I can’t remember a time before I was in love with the ocean and wanted to be a marine biologist; my parents tell me that it was either that or studying dinosaurs. At some point I must have realized that there are basically dinosaurs in the sea that are alive and kicking still! So I donned my wetsuit, put on my SCUBA gear and was off on my first real marine biology adventure helping to do research on the health of the reefs in Indonesia’s Wakatobi Marine National Park right in the heart of the coral triangle.
From there it’s been a bit of a whirlwind adventure taking me all over the world doing what I love and studying the ocean and the things that live in it.
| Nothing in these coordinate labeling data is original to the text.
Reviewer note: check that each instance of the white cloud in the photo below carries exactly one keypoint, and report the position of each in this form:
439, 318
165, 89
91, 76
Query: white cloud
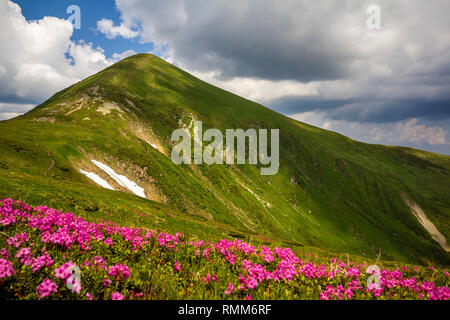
106, 26
407, 133
38, 58
123, 55
33, 61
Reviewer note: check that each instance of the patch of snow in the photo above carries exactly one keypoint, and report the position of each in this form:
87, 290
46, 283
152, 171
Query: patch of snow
153, 145
121, 180
427, 224
97, 179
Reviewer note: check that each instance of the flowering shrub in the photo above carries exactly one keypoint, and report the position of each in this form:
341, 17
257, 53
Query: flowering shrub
41, 247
From the intertidal zone of New England looking at how snails deal with predatory crabs to the crystal clear waters of French Polynesia investigating fish territoriality and the symbiotic bacteria living on corals to the cold waters of Washington State looking at seabird feeding patterns. And then I graduated university and began a whole new set of adventures.
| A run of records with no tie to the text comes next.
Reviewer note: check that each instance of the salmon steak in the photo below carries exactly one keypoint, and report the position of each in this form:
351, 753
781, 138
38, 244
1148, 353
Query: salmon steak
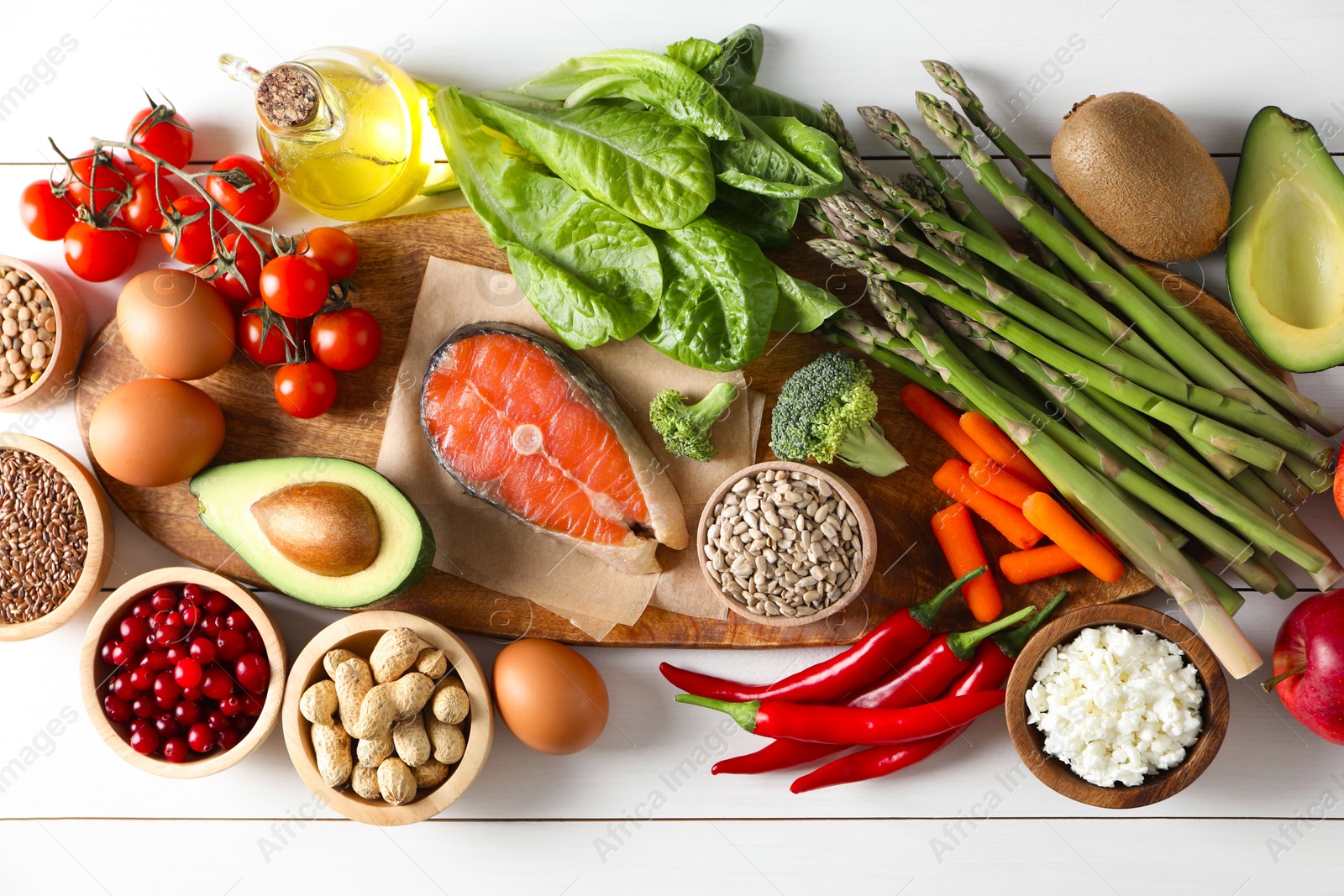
528, 426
From there I made my way to the beautiful sunny Bahamas. There I was part of a team studying the invasive lionfish and also doing outreach with the local community on how to try and get rid of this threat to the health of the reefs. Now I’ve made it down to New Zealand where I’m continuing to explore and learn new things about the ocean every day. As I progress through my career I keep coming back to the general goal of learning as much as I can about the oceans and then trying to spread that knowledge to others so we can try to conserve the delicate balance that is the ocean, the life blood of our planet. Because in the words of Sylvia Earle “No blue. No green”.